Week 1 HW: Principles and Practices

Class Assignment

1. First, describe a biological engineering application or tool you want to develop and why.

I want to develop a membraneless organelle within plant cells that is able to detect breakage of the cell membrane by a foreign organism. This organelle, which is comprised of intrinsically disordered proteins (IDPs), would trigger immune system responses upon detection. The purpose of this organelle is to detect and shut down fungal plant pathogens that infect through breaching cell membranes. This novel application would lower yield loss in rice plants (primarily Oriza Sativa) from fungal diseases like Rice Blast (Magnaporthe grisea) which is responsible for 10%-30% yield losses every year for rice, preventing the possibility of feeding about 60 million people.

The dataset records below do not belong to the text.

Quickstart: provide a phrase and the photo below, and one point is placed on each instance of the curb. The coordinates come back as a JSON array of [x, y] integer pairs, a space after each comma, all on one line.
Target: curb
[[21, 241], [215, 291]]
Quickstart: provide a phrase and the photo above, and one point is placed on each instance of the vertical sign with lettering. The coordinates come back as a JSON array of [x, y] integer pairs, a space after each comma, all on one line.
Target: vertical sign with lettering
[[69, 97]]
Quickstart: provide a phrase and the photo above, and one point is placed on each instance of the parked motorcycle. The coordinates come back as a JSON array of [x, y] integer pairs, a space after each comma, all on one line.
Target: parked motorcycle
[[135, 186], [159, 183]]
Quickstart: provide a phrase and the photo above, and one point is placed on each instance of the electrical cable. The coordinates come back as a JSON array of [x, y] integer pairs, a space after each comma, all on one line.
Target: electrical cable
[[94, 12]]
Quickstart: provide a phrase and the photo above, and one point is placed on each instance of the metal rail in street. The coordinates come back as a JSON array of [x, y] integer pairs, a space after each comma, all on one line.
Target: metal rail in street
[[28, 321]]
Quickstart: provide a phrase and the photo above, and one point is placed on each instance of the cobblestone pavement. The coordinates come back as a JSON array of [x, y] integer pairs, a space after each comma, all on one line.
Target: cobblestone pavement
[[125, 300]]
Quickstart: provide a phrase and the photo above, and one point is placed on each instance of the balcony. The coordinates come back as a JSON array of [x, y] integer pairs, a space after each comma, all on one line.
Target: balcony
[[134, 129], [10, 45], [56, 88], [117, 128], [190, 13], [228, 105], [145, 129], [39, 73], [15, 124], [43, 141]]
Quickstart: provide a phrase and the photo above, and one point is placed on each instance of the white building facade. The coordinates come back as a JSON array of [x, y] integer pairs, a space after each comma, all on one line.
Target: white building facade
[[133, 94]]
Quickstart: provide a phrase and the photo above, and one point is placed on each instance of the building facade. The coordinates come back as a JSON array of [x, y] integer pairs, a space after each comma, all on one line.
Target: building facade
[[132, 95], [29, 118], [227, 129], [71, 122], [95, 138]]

2. Next, describe one or more governance/policy goals related to ensuring that this application or tool contributes to an “ethical” future, like ensuring non-malfeasance (preventing harm). Break big goals down into two or more specific sub-goals.

To ensure an ethical future, it is imperative to use preventative measures against ecological harm or unintended spread of this tool. One sub-goal to support this goal is to pursue the genetic containment of any engineered constructs within the plant cells. This could be done through designing constructs that can only function within plant cells. Another sub-goal is ensuring reversibility of the tool and monitoring altered organsism over time. Molecular constructs that are able to disable the tool along with monitoring programs can secure reversibility in case of adverse effects to the environment. Another policy goal to pursue is promoting equitable and responsible agricultural use. Promoting equitable use can be done through confirming affordable implementation for small farmers. Practicing transparency on the mechanics of the engineered system with farmers and consumers along with informed consent are vital for responsible agricultural uses.

3. Next, describe at least three different potential governance “actions” by considering the four aspects below (Purpose, Design, Assumptions, Risks of Failure & “Success”).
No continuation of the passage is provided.